SharP: Towards Programming Extreme-Scale Systems with Hierarchical Heterogeneous Memory...

by Manjunath Gorentla Venkata, William F Aderholdt, Zachary W Parchman
Publication Type
Conference Paper
Book Title
SharP: Towards Programming Extreme-Scale Systems with Hierarchical and Heterogeneous Memory
Publication Date
Conference Name
6th International Workshop on Heterogeneous and Unconventional Cluster Architectures and Applications
Conference Location
Bristol, United Kingdom
Conference Sponsor
IEEE
Conference Date
-

The pre-exascale systems are expected to have a significant amount of hierarchical and heterogeneous on-node memory, and this trend of system architecture in extreme-scale systems is expected to continue into the exascale era.
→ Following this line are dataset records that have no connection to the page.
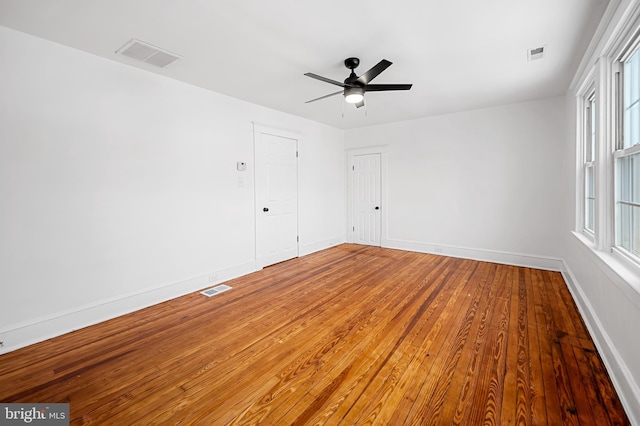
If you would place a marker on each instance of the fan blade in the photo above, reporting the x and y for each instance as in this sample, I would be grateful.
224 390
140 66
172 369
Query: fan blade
325 96
373 72
326 80
383 87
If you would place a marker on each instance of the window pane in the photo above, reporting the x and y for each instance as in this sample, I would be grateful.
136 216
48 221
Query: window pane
592 141
628 204
624 226
635 231
634 178
624 189
631 101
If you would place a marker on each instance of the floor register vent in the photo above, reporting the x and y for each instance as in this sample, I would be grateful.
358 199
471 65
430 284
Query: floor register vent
216 290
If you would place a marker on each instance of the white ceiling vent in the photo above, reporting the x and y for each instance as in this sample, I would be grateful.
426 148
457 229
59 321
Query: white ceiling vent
145 52
535 53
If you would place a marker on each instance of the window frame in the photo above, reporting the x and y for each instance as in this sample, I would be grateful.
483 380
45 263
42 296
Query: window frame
625 51
589 143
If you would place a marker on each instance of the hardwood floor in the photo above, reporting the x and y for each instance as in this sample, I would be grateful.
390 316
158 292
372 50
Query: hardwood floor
350 335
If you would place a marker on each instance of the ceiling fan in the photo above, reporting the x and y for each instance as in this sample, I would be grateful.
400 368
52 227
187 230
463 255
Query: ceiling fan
354 87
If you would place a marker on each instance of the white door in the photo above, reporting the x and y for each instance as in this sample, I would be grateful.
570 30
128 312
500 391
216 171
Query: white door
366 221
276 183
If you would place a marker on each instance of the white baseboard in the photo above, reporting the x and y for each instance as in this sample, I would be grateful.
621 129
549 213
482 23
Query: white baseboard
17 336
306 249
628 390
516 259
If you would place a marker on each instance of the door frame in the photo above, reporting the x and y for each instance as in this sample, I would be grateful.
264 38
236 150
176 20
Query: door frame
383 150
258 129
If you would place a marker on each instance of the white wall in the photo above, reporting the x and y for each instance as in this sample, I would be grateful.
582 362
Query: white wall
118 187
484 184
601 288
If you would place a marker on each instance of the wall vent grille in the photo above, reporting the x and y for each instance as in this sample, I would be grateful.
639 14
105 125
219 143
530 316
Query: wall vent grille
147 53
535 53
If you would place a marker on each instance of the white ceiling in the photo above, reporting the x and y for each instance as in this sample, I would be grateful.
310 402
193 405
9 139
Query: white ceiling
459 55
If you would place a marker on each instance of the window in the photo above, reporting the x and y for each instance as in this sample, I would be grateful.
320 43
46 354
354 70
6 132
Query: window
589 163
627 161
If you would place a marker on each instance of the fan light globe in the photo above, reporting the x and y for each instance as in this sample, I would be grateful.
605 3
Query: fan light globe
353 95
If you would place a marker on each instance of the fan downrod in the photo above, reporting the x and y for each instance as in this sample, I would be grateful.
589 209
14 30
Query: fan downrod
352 63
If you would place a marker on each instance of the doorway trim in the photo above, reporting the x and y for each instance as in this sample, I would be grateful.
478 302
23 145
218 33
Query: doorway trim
383 150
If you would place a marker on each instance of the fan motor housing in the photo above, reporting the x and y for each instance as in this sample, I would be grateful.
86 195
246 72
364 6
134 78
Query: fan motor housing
352 63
Along with hierarchical-heterogeneous memory, the system typically has a high-performing network and a compute accelerator. This system architecture is not only effective for running traditional High-Performance Computing (HPC) applications (Big-Compute), but also running data-intensive HPC applications and Big-Data applications. As a consequence, there is a growing desire to have a single system serve the needs of both Big-Compute and Big-Data applications.

Though the system architecture supports the convergence of the Big-Compute and Big-Data, the programming models have yet to evolve to support either hierarchical-heterogeneous memory systems or the convergence. In this work, we propose and develop the programming abstraction called SHARed data-structure centric Programming abstraction (SharP) to address both of these goals, i.e., provide (1) a simple, usable, and portable abstraction for hierarchical-heterogeneous memory and (2) a unified programming abstraction for Big-Compute and Big-Data applications.

To evaluate SharP, we implement a Stencil benchmark using SharP, port QMCPack, a petascale-capable application, and adapt Memcached ecosystem, a popular Big-Data framework, to use SharP, and quantify the performance and productivity advantages. Additionally, we demonstrate the simplicity of using SharP on different memories including DRAM, High-bandwidth Memory (HBM), and non-volatile random access memory (NVRAM).